On a side note, the fact that this monitoring is done at such a low level means that self-healing on POWER platforms is completely OS agnostic; the reports are provided to Linux, AIX, and i5/OS partitions. The OS just has to know how to get out of the way. For that matter, there doesn’t even need to be an OS installed: the platform error log is viewable using the service processor, which is also capable of driving repair procedures. Conversely, if you are running something besides Solaris on Sun hardware, or if the error occurs during boot time, Sun’s “self-healing” feature is useless.

An OpenSolaris presentation that I found indicates that their Fault Management includes “improved resilience for all PCI I/O failures,” but is vague on details. I’d like to compare it to PCI Error Recovery/EEH on Linux on POWER, but it is difficult to do so without more information. It seems to be (again) an OS-only implementation, which almost certainly wouldn’t be able to match the functionality provided by POWER platforms. On POWER, the hardware and hypervisor again provide assistance by fencing off adapters the instant a problem is detected (to avoid the possibility of data corruption) and then notifying the operating system, which then directs the appropriate device drivers to restart the failed adapter.

Predictive Self-Healing always tops the list of Solaris 10 features (along with ZFS, Containers, and DTrace, which are reserved for other posts and/or other bloggers to discuss). Hopefully I’ve shown why it shouldn’t.

PCI error recovery in Linux

And so, with introductions out of the way, I thought I’d just leap in and explain a little bit about PCI error recovery in Linux, and how it works on System p and System i (formerly known as pSeries and iSeries).

IBM’s POWER-based systems have a feature called EEH (extended I/O error handling). Each PCI bridge has a bit of hardware associated with it that detects abnormal conditions, like parity errors and wild DMA accesses. When such an error is detected, the misbehaving device’s bus is frozen, meaning that the device becomes inaccessible by the operating system.
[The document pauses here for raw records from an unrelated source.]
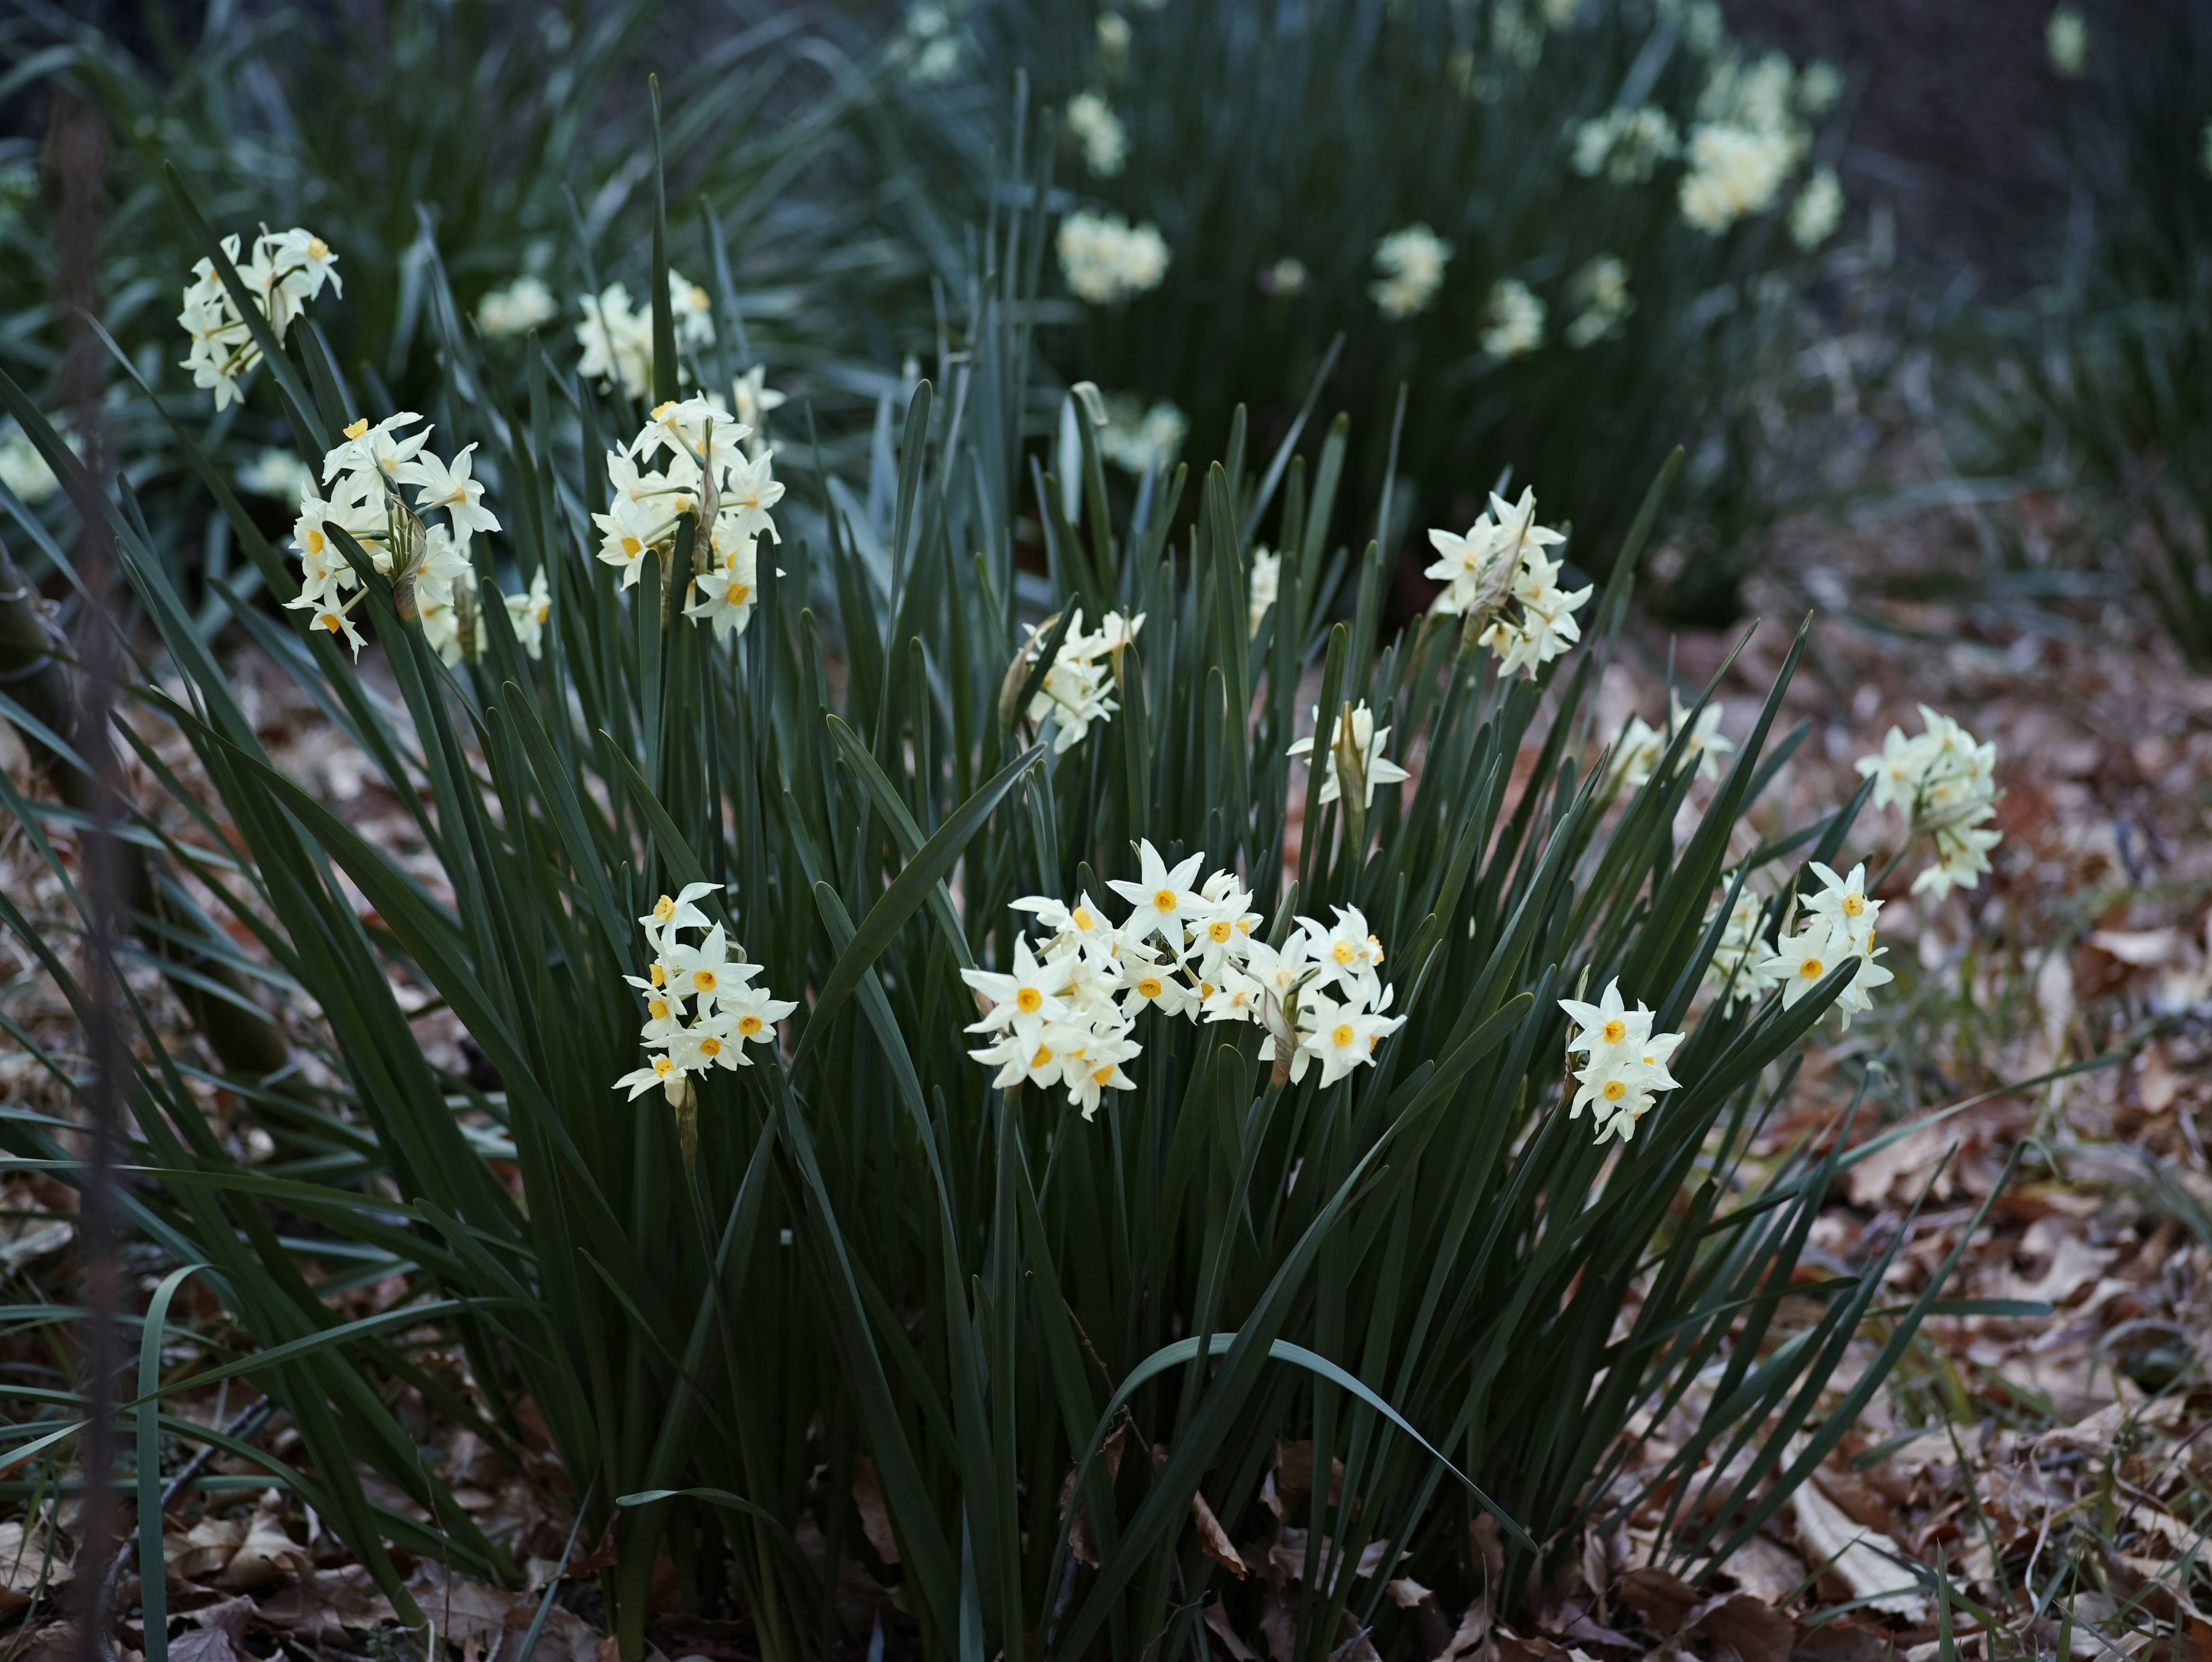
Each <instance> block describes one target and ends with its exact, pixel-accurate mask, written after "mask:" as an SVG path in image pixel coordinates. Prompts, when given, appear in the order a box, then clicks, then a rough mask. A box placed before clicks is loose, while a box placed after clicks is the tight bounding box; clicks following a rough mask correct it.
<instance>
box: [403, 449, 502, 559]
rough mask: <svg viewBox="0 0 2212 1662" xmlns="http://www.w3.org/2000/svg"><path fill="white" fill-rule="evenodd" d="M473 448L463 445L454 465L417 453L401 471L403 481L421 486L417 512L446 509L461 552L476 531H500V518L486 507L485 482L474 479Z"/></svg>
mask: <svg viewBox="0 0 2212 1662" xmlns="http://www.w3.org/2000/svg"><path fill="white" fill-rule="evenodd" d="M425 436H427V434H425ZM473 449H476V445H462V447H460V449H458V451H456V454H453V460H451V463H440V460H438V458H436V456H420V454H418V456H414V458H411V460H409V463H407V465H405V467H403V469H400V480H403V482H407V485H418V487H420V489H418V491H416V511H418V513H420V511H422V509H445V513H447V520H449V522H451V527H453V544H456V547H460V549H467V547H469V538H471V536H473V533H476V531H498V529H500V520H498V516H495V513H493V511H491V509H489V507H484V487H482V482H480V480H476V478H471V463H469V456H471V451H473Z"/></svg>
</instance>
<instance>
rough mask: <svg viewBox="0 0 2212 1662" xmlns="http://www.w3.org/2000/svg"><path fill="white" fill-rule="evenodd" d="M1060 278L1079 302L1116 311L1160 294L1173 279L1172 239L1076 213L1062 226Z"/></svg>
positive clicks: (1094, 212)
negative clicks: (1144, 295)
mask: <svg viewBox="0 0 2212 1662" xmlns="http://www.w3.org/2000/svg"><path fill="white" fill-rule="evenodd" d="M1055 246H1057V250H1060V274H1062V277H1064V279H1066V283H1068V288H1071V290H1073V292H1075V299H1079V301H1088V303H1091V305H1115V303H1119V301H1126V299H1135V297H1137V294H1146V292H1148V290H1155V288H1159V283H1161V279H1164V277H1166V274H1168V259H1170V252H1168V239H1166V237H1161V235H1159V226H1155V224H1150V221H1146V224H1141V226H1133V224H1128V219H1124V217H1121V215H1095V212H1071V215H1068V217H1066V219H1062V221H1060V237H1057V243H1055Z"/></svg>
Any writes to the device will be dropped, and any reads will result in all 1’s (0xFFF…). By itself, that’s only marginally useful; at least the partition doesn’t crash as a result of the error and, probably more importantly, at least no data corruption occurs due to the fault. The real advantage to EEH is that the system firmware provides interfaces that can be called to reset the bus and bring the device back online, without the need to restart the operating system.
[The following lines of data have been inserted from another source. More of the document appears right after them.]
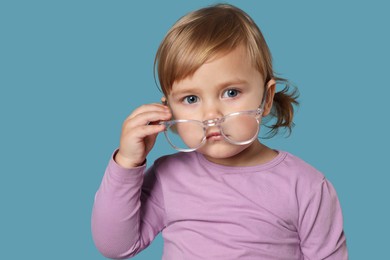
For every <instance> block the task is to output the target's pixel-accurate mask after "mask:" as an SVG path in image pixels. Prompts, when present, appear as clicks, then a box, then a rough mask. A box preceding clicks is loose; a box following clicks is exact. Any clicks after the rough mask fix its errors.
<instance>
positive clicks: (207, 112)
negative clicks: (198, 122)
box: [203, 100, 223, 121]
mask: <svg viewBox="0 0 390 260" xmlns="http://www.w3.org/2000/svg"><path fill="white" fill-rule="evenodd" d="M221 117H223V113H222V111H221V108H220V105H219V104H218V102H216V101H211V100H210V101H208V102H204V106H203V121H207V120H214V119H217V118H221Z"/></svg>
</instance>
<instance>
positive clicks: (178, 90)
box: [171, 79, 248, 97]
mask: <svg viewBox="0 0 390 260" xmlns="http://www.w3.org/2000/svg"><path fill="white" fill-rule="evenodd" d="M244 84H248V81H246V80H243V79H235V80H229V81H226V82H222V83H219V84H218V85H216V89H218V90H220V89H223V88H226V87H228V86H232V85H244ZM198 92H199V88H198V87H186V86H184V87H183V88H180V89H178V90H176V91H173V90H172V92H171V95H172V97H176V96H182V95H185V94H192V93H198Z"/></svg>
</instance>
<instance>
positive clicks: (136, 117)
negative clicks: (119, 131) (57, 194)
mask: <svg viewBox="0 0 390 260" xmlns="http://www.w3.org/2000/svg"><path fill="white" fill-rule="evenodd" d="M170 118H171V113H170V110H169V108H168V107H167V106H164V105H161V104H157V103H156V104H147V105H143V106H140V107H138V108H137V109H135V110H134V111H133V113H132V114H131V115H130V116H129V117H128V118H126V120H125V121H124V123H123V126H122V134H121V139H120V146H119V151H118V153H117V154H116V156H115V161H116V162H117V163H118V164H119V165H120V166H122V167H125V168H132V167H137V166H140V165H142V164H143V163H144V162H145V159H146V156H147V155H148V153H149V152H150V150H151V149H152V148H153V145H154V143H155V142H156V138H157V134H158V133H159V132H162V131H164V128H165V126H164V125H159V124H156V123H153V122H158V121H163V120H169V119H170Z"/></svg>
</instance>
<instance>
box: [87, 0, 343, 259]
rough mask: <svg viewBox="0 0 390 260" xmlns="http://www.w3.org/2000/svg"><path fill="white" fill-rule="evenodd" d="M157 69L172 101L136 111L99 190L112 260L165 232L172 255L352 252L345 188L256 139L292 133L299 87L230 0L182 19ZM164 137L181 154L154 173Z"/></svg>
mask: <svg viewBox="0 0 390 260" xmlns="http://www.w3.org/2000/svg"><path fill="white" fill-rule="evenodd" d="M155 65H156V67H157V72H158V77H159V81H160V85H161V88H162V91H163V93H164V97H163V101H164V102H163V104H147V105H143V106H141V107H139V108H137V109H136V110H135V111H134V112H133V113H132V114H131V115H130V116H129V117H128V118H127V119H126V120H125V122H124V124H123V129H122V135H121V139H120V146H119V149H118V150H117V151H115V152H114V154H113V156H112V158H111V160H110V161H109V164H108V167H107V169H106V172H105V175H104V177H103V180H102V184H101V186H100V188H99V190H98V191H97V193H96V197H95V203H94V207H93V213H92V234H93V238H94V241H95V244H96V246H97V248H98V249H99V250H100V252H101V253H102V254H103V255H105V256H106V257H109V258H129V257H132V256H135V255H136V254H137V253H139V252H140V251H141V250H143V249H145V248H146V247H147V246H148V245H149V244H150V243H151V241H152V240H153V239H154V238H155V237H156V235H157V234H158V233H159V232H162V236H163V239H164V253H163V259H167V260H173V259H178V260H190V259H224V260H225V259H289V260H292V259H297V260H298V259H335V260H342V259H347V258H348V256H347V248H346V239H345V236H344V232H343V219H342V213H341V209H340V204H339V201H338V198H337V195H336V192H335V190H334V188H333V186H332V185H331V183H330V182H329V181H328V180H326V179H325V177H324V175H322V174H321V173H320V172H319V171H317V170H316V169H314V168H313V167H312V166H310V165H308V164H307V163H305V162H304V161H302V160H301V159H299V158H297V157H295V156H293V155H291V154H289V153H287V152H284V151H277V150H273V149H271V148H269V147H267V146H265V145H264V144H262V143H260V141H259V140H258V137H257V136H258V133H259V127H260V126H259V125H260V123H261V121H262V117H265V116H271V117H275V118H276V121H275V124H274V125H272V126H271V128H272V131H273V133H276V132H277V131H278V129H279V128H280V127H286V128H287V129H288V130H291V126H292V119H293V105H294V104H297V101H296V94H295V93H294V92H293V93H292V94H291V93H290V92H289V90H288V88H287V87H286V88H285V89H284V90H283V91H281V92H277V93H275V85H276V83H278V82H285V80H284V79H281V78H278V77H275V75H274V71H273V69H272V62H271V54H270V52H269V49H268V47H267V44H266V42H265V40H264V38H263V36H262V34H261V32H260V30H259V28H258V27H257V26H256V24H255V23H254V22H253V20H252V19H251V18H250V17H249V16H248V15H247V14H246V13H245V12H243V11H242V10H240V9H238V8H236V7H234V6H231V5H226V4H219V5H215V6H211V7H207V8H203V9H200V10H197V11H195V12H192V13H190V14H187V15H186V16H184V17H182V18H181V19H180V20H179V21H178V22H177V23H176V24H175V25H174V26H173V27H172V28H171V30H170V31H169V32H168V33H167V35H166V37H165V38H164V40H163V41H162V43H161V45H160V47H159V49H158V52H157V56H156V62H155ZM161 132H164V133H165V135H166V137H167V139H168V141H169V142H170V143H171V145H172V146H173V147H174V148H175V149H177V150H178V151H180V152H179V153H176V154H173V155H168V156H163V157H161V158H159V159H158V160H156V161H155V162H154V164H153V165H152V166H151V167H150V168H148V169H147V170H146V156H147V155H148V153H149V152H150V150H151V149H152V147H153V145H154V143H155V139H156V136H157V134H158V133H161Z"/></svg>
In Linux, any time a read results in all 1’s, a firmware invocation is made by the kernel to determine if the device actually meant to return that value or if the bus was frozen due to a detected failure. (Empirical measurements show that devices almost never mean to return all 1’s, so there are not many false positives.) If the bus is indeed frozen, notification and recovery routines in the device driver are automatically invoked by the kernel to indicate that the device has experienced an error and to indicate when the bus is unfrozen (so that the driver can re-initialize the device).

If the device driver is not “PCI error recovery enabled” (i.e. does not provide routines to perform recovery), the kernel will attempt to perform a hotplug operation. The hotplug operation is typically successful, but recovery is much slower than it would be if the device driver were PCI error recovery enabled.

Yes, all of the support for PCI error recovery in Linux is upstream at this time. One of my co-workers, Linas Vepstas, wrote the lion’s share of the code. Several device drivers are instrumented with recovery routines, including e1000, ixgb, and ipr; those drivers serve as good examples so that others can also be instrumented. For more details, see Documentation/pci-error-recovery.txt in the kernel source.